Donald Black, Bho m’ Chridhe (From My Heart). Album Review.

Liverpool Sound and Vision Rating * * * *

Arguably the biggest crime against art is not that committed by the sneering critic, by the one who feels it is their duty to act like a frustrated and embittered teacher, to admonish anyone who has the heart to play and create something beautiful and ever-lasting. It is not the critic who commits the crime, it is the performer when they don’t play with the passion injected into them with the skill they have been blessed with.

All you ever ask for as a listener at the gate is that someone will play with that heart, that stirring beast in which we all wish we could harness; sometimes it just doesn’t appear, quite often though we are allowed to see the enthusiasm, the fury and the love at first hand and in Donald Black’s Bho m’ Chridhe (From My Heart), the listener is seen as an extension of the art on offer.

It is the art of the harmonica that shines in the album, perhaps an instrument that does not get the recognition that it deserves outside of the delta Blues genre but one, when utilised with charm and guile, can leave the listener understanding why it can be so powerful a weapon of sincerity and cool, that it can act as a mouth driven sonar, bouncing back, adding a distinctive echo that captivates and encourages the potential in others to rise up and take notice.

The traditional songs tackled and won over are added to by the weight of acclaim rightly given by the addition of players such as Malcolm Jones, Charlie McCoy, Alec Dalglish, Allan Henderson, Donnie MacKenzie, Martainn Skene, Mario Collosimo, Andrew MacPherson and Addie Harper Jnr. In this huge combination across the 16 songs, the heart doesn’t just embrace, it finds a way to support and be respected for the pureness of the artist and his own beating machine in his body.

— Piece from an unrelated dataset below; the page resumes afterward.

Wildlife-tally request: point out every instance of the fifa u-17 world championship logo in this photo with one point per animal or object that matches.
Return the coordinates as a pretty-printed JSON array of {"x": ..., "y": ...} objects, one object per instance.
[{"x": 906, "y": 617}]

In the traditional tracks of Pipe Reels, Gaelic Memories, New Island Waltz, Slow Air and the marvellous Canadian Scottish (Two Step/Clog/Reels), Donald Black leaves more than his mark on the genre, he takes the harmonica and turns it into a series of softly delivered caresses that leave the listener exhilarated and wanting more.

Bho m’ Chridhe (From My Heart), is where life begins, the well played notes from even the smallest of instruments can still shake the foundations of a belief and have it adopt is stance to welcome the new addition.